Layla Rey Wants to Love You Better And She Means It

Layla Rey returns with “Love You Better,” a euphoric but emotionally honest dance record that turns self-awareness into rhythm.

Layla Rey used to sound like someone processing things in real time. Now she sounds like someone who has done the work and is asking you to meet her there.

Love You Better,” the latest single from the half-Black, half-Filipino R&B pop artist, arrives ahead of her upcoming dance EP Love at First Lust, and it hits differently than what you’d expect from an uptempo record. This isn’t a club song pretending to have depth.
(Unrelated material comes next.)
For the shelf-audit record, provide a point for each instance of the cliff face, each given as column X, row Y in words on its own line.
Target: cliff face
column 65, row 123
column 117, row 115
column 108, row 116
The depth is the whole point.

Built on a driving, euphoric pulse that keeps the energy locked in, “Love You Better” is a love song about emotional unavailability — the kind written by someone who knows they’ve been the problem. That kind of self-awareness doesn’t usually come with a beat this infectious. Layla Rey makes it look effortless.

Her vocal delivery is velvet-smooth but purposeful. Every line lands like she’s been holding it in for years and finally found the right beat to say it over. The chorus hits like a release — not just musically, but emotionally. You feel the weight lift.

For an artist shaped by Compton’s grit and Motown’s elegance, Layla Rey has always carried two worlds at once — vulnerability and strength, street instinct and vocal sophistication. “Love You Better” doesn’t resolve that tension. It leans into it. She’s not trying to be polished. She’s trying to be real. On a dance record. And it works.

Love at First Lust is coming. Consider this your warning.